The Physics of Springs: How Manufacturers Design Springs That Work
Set a compression spring next to a leaf spring and you’ll see two very different objects, with not a lot in common on the surface. Springs come in a wide variety of shapes and sizes, but no matter how they look, they all work the same way. Every spring is an elastic object, meaning that it stores and releases energy. Spring design, and spring manufacturing, depends on a keen understanding of the physics of springs.
The spring manufacturing process, and spring manufacturing equipment, is a bit more complicated, but springs themselves are simple mechanisms that behave very predictably, as long as you know what to expect. By understanding the physics of springs, manufacturers can predict exactly how a spring will act in the real world, before they turn on the coiling machine.
Hooke’s Law: The Physics of Springs
Beyond storing and releasing energy, another important aspect of the physics of springs is Hooke’s Law. Hooke’s Law states that the more you deform a spring, the more force it will take to deform it further. Using the example of a common compression spring, the more you compress the spring, the more force it will take to compress it further.
British Physicist Robert Hooke (pictured at right) first published the law in 1678, though he claimed to have known about it for nearly two decades. The law was simply stated in Latin, ut tensio, sic vis, which roughly translates to “as the extension, so the force.” The more modern, algebraic representation of the law is F=kX, where F is force, k is the spring constant, and X is the length of deformation.
If you look at a graph of the equation, you’ll see a straight line, or a linear rate of change for the force. Because of this trait, springs that obey Hooke’s law fall into the category of “linear force” springs.
The Spring Constant
The spring constant determines exactly how much force will be required to deform a spring. The standard international (SI) unit of measurement for spring constants is Newtons/meter, but in North America they are often measured in pounds/inch. A higher spring constant means a stiffer spring, and vice-versa.
The spring constant can be determined based on four parameters:
- Wire diameter: the diameter of the wire comprising the spring
- Coil diameter: the diameter of each coil, measuring the tightness of the coil
- Free length: the length of the spring when at rest
- Number of active coils: the number of coils that are free to expand and contract
The material making up the spring also plays a role in determining the spring constant, along with other physical properties of the spring.
Exceptions to Hooke’s Law
In the world of springs, there are several exceptions to Hooke’s Law. For example, an extension spring that’s extended too far will cease to conform to the law. The length at which a spring stops following Hooke’s law is called its elastic limit.
Conical springs, which are most often compression springs with tapering coil diameters, can also exhibit non-linear changes in force. If the spring pitch (the space between coils) is constant, a conical spring’s force will vary non-linearly, meaning that it will not follow Hooke’s Law. However, spring pitch can be varied to produce conical springs that do obey the law.
Variable pitch springs are a third example of a spring type that does not obey Hooke’s Law. Variable pitch springs are often compression springs with constant coil diameters, but varying pitch.
Constant force springs, in relation to Hooke’s Law, are often false exceptions. From their title and description, you would expect constant force springs not to follow Hooke’s Law. After all, if the force they exert is constant, how can the force change with the length of the spring? As mentioned in our constant force springs post, the material making up these springs actually does conform to Hooke’s Law. The difference is that the elastic portion of a constant force spring is only the part that is changing from coiled to straight. As the spring is pushed in or pulled out and the diameter of the coil changes, the force exerted also changes. This change, however, is often imperceptible because changes to the diameter of the coil are so small.
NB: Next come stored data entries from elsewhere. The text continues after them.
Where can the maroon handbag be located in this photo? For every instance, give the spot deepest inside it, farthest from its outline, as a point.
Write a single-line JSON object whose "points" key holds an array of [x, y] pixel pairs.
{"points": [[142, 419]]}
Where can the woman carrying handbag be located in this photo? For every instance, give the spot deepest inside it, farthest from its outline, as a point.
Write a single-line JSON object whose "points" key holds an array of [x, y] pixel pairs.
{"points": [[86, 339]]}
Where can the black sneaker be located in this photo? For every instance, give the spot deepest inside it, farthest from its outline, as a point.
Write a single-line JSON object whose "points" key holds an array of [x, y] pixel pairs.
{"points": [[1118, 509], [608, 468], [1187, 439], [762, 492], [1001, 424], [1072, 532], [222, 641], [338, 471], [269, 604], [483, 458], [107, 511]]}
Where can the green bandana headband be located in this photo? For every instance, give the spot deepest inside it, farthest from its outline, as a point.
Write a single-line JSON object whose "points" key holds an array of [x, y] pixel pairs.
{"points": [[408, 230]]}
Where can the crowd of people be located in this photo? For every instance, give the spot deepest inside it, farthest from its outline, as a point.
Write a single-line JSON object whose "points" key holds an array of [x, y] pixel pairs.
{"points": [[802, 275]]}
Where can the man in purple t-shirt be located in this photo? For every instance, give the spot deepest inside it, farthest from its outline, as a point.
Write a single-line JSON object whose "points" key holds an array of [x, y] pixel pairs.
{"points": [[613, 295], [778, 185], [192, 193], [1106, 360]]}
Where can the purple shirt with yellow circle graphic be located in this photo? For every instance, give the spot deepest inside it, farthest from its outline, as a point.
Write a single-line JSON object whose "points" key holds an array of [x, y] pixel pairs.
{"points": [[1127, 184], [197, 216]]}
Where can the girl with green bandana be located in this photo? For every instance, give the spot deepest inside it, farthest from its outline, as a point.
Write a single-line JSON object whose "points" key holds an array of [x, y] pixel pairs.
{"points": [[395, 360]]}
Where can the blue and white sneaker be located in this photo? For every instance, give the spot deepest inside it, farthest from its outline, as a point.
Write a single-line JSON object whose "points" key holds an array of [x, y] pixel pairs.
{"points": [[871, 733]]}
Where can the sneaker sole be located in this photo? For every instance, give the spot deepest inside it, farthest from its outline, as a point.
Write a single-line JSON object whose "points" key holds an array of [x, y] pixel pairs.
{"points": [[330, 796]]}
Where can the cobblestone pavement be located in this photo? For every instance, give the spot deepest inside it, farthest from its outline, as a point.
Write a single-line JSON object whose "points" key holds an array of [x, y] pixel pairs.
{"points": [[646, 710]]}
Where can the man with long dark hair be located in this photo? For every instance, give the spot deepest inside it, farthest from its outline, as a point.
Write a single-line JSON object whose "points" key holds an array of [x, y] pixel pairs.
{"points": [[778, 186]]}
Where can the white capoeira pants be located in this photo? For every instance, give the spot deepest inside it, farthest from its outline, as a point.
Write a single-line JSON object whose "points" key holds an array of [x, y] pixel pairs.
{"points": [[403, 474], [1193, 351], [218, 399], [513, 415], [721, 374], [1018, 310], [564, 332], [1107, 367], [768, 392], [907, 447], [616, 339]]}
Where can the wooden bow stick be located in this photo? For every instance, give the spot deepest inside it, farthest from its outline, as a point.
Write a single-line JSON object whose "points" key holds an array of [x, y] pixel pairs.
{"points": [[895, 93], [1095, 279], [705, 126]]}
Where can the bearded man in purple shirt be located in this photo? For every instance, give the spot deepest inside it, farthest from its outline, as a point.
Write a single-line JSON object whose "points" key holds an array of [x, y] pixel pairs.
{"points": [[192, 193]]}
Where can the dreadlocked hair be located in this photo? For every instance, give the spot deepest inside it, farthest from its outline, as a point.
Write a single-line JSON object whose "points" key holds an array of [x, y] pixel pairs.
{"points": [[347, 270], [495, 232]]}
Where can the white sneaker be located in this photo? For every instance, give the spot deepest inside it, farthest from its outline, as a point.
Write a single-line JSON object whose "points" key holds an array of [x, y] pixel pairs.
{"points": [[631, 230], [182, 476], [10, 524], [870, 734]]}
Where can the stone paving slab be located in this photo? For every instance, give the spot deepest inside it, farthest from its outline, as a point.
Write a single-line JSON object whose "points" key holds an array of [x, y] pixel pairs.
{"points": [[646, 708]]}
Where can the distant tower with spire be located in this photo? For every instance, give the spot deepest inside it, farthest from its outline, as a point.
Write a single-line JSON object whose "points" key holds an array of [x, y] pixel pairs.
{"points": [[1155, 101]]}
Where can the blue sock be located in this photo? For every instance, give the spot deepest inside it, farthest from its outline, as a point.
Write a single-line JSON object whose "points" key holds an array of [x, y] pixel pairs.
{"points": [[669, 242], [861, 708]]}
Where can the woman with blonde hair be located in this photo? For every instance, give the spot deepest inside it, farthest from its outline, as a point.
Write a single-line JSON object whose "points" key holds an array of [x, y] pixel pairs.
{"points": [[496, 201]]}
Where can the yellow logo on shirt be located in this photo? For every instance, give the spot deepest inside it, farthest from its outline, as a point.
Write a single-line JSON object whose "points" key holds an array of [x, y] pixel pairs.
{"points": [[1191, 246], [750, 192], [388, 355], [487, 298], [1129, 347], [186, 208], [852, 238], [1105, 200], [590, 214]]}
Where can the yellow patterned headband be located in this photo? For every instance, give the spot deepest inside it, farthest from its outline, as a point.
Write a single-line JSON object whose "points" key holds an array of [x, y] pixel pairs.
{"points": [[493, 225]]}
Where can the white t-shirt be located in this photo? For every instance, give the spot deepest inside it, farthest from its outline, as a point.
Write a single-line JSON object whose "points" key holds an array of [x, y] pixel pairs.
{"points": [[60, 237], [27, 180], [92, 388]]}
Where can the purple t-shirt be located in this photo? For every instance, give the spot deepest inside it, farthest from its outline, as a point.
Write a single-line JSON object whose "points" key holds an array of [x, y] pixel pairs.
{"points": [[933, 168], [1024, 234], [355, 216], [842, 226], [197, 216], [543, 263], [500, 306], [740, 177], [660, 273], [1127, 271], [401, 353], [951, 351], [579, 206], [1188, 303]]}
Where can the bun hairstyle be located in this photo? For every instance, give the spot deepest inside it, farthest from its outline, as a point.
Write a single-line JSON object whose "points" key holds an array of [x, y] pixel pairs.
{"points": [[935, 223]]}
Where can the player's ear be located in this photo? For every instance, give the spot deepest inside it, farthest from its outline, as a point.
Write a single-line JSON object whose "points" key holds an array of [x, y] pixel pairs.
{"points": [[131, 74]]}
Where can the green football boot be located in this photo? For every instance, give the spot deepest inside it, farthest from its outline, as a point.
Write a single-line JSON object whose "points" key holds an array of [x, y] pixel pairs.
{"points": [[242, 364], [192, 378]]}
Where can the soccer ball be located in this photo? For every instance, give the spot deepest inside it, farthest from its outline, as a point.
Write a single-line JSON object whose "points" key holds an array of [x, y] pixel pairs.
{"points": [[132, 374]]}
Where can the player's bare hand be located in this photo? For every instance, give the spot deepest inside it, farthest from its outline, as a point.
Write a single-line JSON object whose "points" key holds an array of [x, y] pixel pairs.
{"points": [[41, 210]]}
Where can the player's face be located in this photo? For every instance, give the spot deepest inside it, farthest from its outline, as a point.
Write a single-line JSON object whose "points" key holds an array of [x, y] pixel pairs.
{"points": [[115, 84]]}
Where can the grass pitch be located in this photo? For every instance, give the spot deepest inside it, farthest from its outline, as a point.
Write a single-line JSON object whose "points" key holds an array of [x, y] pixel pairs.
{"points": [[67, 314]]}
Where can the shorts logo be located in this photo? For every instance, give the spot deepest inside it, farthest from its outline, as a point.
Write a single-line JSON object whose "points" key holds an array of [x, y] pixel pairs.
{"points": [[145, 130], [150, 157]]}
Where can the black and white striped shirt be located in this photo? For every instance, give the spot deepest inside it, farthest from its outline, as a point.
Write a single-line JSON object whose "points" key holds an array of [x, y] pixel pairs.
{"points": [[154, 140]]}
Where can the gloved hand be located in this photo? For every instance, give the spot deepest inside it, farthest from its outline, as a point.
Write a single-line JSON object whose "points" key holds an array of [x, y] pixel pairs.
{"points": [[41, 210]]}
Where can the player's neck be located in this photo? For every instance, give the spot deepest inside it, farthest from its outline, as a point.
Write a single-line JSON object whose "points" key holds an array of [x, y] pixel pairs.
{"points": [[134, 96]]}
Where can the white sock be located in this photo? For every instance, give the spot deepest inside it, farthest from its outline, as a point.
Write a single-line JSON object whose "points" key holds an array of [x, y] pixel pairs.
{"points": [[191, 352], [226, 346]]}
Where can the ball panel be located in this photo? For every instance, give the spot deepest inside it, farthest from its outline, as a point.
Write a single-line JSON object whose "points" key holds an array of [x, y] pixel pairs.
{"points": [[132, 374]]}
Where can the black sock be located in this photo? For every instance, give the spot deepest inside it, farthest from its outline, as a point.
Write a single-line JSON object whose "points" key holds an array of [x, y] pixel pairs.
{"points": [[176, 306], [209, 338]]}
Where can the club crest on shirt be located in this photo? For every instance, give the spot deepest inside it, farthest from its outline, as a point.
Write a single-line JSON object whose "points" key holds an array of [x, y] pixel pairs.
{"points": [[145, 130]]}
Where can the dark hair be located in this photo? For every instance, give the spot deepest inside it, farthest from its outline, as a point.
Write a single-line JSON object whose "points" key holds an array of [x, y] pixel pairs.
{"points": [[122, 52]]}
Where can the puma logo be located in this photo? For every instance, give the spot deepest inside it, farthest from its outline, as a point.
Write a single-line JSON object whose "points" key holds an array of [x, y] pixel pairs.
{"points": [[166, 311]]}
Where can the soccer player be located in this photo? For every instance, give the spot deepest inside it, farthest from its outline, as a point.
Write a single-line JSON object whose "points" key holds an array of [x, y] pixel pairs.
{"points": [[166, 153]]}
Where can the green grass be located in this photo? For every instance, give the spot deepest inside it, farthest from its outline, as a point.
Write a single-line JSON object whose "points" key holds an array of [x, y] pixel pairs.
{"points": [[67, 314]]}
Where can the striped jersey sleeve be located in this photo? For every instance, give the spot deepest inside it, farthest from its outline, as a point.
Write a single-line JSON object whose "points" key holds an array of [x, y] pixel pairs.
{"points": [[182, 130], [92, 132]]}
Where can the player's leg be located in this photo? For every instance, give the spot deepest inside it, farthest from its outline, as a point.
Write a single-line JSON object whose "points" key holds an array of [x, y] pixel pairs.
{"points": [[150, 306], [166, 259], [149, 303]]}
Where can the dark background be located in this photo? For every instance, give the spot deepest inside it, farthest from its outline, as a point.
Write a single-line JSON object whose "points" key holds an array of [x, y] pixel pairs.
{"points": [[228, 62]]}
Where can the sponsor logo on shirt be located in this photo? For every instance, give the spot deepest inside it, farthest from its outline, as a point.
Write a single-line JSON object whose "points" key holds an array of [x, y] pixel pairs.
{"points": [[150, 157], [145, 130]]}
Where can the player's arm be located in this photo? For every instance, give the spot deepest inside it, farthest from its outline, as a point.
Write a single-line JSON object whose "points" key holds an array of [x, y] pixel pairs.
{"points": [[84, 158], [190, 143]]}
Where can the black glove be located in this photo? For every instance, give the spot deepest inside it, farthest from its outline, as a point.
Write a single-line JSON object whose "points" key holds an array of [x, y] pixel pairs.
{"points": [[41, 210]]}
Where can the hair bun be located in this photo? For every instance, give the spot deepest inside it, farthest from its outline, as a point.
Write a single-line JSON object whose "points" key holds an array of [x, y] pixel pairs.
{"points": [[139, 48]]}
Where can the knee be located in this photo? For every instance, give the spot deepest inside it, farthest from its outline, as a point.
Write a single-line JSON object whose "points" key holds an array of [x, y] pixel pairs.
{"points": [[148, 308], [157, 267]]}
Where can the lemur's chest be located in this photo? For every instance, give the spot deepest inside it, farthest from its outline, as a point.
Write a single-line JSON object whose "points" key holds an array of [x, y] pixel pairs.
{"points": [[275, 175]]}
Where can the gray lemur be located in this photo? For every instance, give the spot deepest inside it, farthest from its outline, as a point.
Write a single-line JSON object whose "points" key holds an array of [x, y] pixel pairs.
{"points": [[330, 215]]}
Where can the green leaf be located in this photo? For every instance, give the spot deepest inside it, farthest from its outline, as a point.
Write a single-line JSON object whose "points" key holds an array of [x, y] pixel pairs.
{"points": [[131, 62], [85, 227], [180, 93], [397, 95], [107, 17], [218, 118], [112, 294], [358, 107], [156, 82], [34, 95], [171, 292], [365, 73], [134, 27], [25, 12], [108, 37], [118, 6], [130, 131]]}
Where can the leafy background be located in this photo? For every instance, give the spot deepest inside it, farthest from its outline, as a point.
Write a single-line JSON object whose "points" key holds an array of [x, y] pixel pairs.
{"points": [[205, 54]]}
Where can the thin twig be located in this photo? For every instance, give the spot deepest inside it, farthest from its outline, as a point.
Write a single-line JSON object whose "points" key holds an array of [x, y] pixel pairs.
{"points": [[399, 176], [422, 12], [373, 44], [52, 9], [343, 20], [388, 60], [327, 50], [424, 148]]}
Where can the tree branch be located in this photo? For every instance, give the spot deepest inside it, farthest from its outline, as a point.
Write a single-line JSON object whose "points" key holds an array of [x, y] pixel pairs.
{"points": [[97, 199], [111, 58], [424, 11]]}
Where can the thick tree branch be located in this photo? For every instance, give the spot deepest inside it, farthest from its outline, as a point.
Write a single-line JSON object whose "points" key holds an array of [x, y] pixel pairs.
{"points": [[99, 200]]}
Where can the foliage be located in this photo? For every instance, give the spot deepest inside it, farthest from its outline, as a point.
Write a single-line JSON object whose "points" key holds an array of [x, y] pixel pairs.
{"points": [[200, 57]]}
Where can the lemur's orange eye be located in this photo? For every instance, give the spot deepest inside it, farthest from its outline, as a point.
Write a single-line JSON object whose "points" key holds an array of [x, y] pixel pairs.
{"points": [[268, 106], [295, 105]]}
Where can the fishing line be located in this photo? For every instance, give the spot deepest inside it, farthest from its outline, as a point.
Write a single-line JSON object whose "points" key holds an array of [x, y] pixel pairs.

Using advanced AIM CNC spring coiling equipment, constant force springs can be designed so that the spring force can be kept constant or even be made to exhibit a negative gradient as the spring is extended. Negative gradients on the order of 35% have been accomplished.
Why Spring Physics Matters for Spring Design and Manufacturing
When manufacturers produce springs, they need to know how the spring will behave. It’s obvious that the same spring used for truck suspension wouldn’t work in a ball-point pen – but for many mechanical applications, minute differences in spring behavior will determine whether the system functions or not.
For example, springs are used to enlarge blood vessels in medical applications. If the spring constant is too high, or the wire too thin, the spring could cause a life-threatening rupture. On a larger scale, automobile suspension systems rely on extremely precise springs to provide shock absorption without destabilizing the vehicle at high speeds.
All spring design characteristics play a role in determining the useful applications for any given spring. When a manufacturer dials in the settings on their spring coiling machines, they aren’t just guessing. By understanding the physics of springs, manufacturers can ensure that they coil the right spring for the job.